Plenty of examples I've heard about but haven't actually used myself so I can't confidently assert the quality of the software. But Windows ME, Norton, and McAfee, I have personal experience with.

Oh, and also Windows Vista.

Plenty of badly-written open source software, too; won't argue against that. But one of the biggest reasons, for me at least, why I prefer to use open-source software rather than commercial if I have a choice is bug fixes. I've reported over a dozen bugs against open-source software I use over the years; most of them have been fixed (in a couple cases I was able to fix it myself). I've rarely even been able to report a bug against closed-source software, let alone get those bugs fixed. So even if if were true that commercial software as a whole has similar or better quality than open-source, my personal experience is the other way around: open-source quality gets better over time while the closed-source software that I have to use (lacking open-source alternatives) doesn't improve the same way.


Windows ME, Windows Vista, Internet Explorer, Adobe PDF Reader, Siemens Step7, Norton, McAffe, the list goes on. If you look at it as a function of terribleness * users then corporate ware takes the cake.

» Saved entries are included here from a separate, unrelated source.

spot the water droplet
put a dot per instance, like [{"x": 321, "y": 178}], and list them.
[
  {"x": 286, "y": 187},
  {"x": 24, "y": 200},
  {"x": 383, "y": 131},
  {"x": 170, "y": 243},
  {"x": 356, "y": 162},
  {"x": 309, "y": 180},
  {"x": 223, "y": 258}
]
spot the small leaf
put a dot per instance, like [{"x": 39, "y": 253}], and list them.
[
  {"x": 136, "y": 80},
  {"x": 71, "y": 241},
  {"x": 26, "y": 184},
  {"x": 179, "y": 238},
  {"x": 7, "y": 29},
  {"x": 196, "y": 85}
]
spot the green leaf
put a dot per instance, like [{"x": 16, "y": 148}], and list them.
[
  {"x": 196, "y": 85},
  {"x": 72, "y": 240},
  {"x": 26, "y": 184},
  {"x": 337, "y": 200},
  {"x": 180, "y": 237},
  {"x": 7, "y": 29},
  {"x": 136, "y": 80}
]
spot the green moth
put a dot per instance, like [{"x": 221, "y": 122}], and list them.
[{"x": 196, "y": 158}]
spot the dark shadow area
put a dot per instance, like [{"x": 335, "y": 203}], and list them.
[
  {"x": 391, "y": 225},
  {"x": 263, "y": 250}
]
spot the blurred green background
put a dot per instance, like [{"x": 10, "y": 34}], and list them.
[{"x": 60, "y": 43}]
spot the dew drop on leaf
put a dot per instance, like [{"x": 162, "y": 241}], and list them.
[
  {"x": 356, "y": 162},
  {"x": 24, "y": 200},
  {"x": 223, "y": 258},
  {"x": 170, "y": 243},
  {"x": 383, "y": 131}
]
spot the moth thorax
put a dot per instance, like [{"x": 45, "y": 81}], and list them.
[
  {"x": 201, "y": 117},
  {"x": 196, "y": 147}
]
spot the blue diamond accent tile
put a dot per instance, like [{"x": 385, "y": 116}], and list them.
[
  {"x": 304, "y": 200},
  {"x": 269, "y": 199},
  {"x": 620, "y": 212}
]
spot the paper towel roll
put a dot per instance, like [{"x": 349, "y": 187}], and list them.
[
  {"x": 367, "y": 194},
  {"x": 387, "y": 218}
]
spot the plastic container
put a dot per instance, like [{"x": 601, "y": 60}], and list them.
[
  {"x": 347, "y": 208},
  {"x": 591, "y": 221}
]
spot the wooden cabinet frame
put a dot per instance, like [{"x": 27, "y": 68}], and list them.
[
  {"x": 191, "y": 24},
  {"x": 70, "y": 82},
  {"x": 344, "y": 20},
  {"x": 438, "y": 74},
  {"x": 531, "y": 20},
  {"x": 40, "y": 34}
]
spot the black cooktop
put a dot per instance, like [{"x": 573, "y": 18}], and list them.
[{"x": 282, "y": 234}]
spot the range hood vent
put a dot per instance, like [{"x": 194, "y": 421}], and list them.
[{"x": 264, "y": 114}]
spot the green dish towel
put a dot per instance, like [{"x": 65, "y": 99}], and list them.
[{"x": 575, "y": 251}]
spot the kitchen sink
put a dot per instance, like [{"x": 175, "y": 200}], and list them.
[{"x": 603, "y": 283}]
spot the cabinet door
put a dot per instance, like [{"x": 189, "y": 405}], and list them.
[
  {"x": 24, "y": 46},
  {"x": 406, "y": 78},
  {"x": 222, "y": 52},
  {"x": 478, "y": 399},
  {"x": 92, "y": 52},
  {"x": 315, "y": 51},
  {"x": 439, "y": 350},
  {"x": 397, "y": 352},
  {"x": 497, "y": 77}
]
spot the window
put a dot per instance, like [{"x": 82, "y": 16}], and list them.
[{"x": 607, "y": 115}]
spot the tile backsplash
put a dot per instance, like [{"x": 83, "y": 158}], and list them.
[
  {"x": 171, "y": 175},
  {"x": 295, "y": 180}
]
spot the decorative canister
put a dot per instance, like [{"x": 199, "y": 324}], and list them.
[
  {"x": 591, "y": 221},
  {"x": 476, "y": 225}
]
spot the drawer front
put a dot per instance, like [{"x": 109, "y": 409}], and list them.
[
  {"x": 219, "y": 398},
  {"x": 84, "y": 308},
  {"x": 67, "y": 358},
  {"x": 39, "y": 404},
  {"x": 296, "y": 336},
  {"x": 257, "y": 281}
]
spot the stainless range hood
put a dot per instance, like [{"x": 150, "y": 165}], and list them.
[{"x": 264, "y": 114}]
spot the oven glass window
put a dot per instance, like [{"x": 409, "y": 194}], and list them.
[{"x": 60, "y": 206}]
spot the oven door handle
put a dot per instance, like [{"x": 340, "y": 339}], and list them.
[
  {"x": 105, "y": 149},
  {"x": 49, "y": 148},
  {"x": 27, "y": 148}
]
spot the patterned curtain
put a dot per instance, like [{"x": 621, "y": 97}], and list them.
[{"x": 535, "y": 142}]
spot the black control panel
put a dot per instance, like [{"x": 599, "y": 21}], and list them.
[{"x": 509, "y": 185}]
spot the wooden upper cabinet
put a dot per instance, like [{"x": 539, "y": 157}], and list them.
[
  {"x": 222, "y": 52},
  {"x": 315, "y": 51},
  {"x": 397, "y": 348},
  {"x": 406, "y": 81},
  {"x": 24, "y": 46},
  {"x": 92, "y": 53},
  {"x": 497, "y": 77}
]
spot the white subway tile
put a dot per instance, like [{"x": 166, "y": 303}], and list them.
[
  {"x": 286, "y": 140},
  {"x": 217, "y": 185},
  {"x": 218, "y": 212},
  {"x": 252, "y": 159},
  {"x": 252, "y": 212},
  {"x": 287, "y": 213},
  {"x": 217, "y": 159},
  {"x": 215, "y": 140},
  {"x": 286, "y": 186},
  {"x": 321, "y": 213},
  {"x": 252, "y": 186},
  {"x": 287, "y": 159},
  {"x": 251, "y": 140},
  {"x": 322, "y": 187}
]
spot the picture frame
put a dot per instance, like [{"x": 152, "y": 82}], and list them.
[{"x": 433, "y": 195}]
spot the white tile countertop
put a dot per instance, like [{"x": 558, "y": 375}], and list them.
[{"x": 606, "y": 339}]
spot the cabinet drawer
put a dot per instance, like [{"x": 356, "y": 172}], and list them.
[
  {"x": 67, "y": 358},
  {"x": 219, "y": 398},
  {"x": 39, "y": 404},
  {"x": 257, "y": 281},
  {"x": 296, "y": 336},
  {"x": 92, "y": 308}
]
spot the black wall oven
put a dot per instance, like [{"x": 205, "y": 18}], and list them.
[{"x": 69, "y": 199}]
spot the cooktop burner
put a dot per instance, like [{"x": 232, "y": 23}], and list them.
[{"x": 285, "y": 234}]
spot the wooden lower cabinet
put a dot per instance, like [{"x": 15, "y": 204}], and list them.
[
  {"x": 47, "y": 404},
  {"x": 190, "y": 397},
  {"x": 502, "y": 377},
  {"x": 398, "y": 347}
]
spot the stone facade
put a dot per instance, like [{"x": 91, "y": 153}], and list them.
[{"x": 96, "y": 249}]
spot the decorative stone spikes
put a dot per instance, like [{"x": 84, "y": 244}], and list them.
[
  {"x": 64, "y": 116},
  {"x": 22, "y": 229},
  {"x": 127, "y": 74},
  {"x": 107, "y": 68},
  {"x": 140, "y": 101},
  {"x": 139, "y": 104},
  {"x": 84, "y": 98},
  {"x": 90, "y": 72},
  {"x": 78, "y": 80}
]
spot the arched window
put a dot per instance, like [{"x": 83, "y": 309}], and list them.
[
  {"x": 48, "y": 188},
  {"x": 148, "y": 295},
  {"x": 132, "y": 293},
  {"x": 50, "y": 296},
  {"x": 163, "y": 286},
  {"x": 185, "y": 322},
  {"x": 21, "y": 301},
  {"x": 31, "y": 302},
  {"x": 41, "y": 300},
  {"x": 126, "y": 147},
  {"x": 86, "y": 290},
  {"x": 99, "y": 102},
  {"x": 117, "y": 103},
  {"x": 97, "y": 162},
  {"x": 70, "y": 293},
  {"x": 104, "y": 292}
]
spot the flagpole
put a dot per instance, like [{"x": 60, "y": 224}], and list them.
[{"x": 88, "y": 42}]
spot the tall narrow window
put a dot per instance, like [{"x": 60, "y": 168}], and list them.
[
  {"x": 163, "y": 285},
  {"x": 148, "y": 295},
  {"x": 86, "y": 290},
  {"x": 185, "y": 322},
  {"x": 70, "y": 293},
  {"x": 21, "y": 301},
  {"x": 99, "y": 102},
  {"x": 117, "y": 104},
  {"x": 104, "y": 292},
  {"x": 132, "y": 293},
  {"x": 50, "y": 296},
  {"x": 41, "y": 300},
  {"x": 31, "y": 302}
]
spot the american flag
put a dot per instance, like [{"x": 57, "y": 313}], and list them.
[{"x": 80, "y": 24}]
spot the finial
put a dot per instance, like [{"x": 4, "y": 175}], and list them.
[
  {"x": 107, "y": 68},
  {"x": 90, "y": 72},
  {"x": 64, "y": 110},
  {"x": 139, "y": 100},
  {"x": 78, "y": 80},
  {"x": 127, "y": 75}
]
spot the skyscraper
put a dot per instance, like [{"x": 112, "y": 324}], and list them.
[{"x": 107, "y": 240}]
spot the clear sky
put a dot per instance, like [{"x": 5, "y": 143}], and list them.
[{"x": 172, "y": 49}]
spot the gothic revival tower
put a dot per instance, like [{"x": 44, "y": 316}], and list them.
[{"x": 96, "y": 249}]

There are loads of terrible open projects but nobody uses them.


> contributors do

I would argue most code of any license is not actually regularly audited if at all, and certainly nowhere near the levels people seem to think they are.

> We all know that most commercial code is much shittier than open source

citation needed


> I would argue most code of any license is not actually regularly audited if at all, and certainly nowhere near the levels people seem to think they are.

Every device should run OpenBSD. And only the audited part.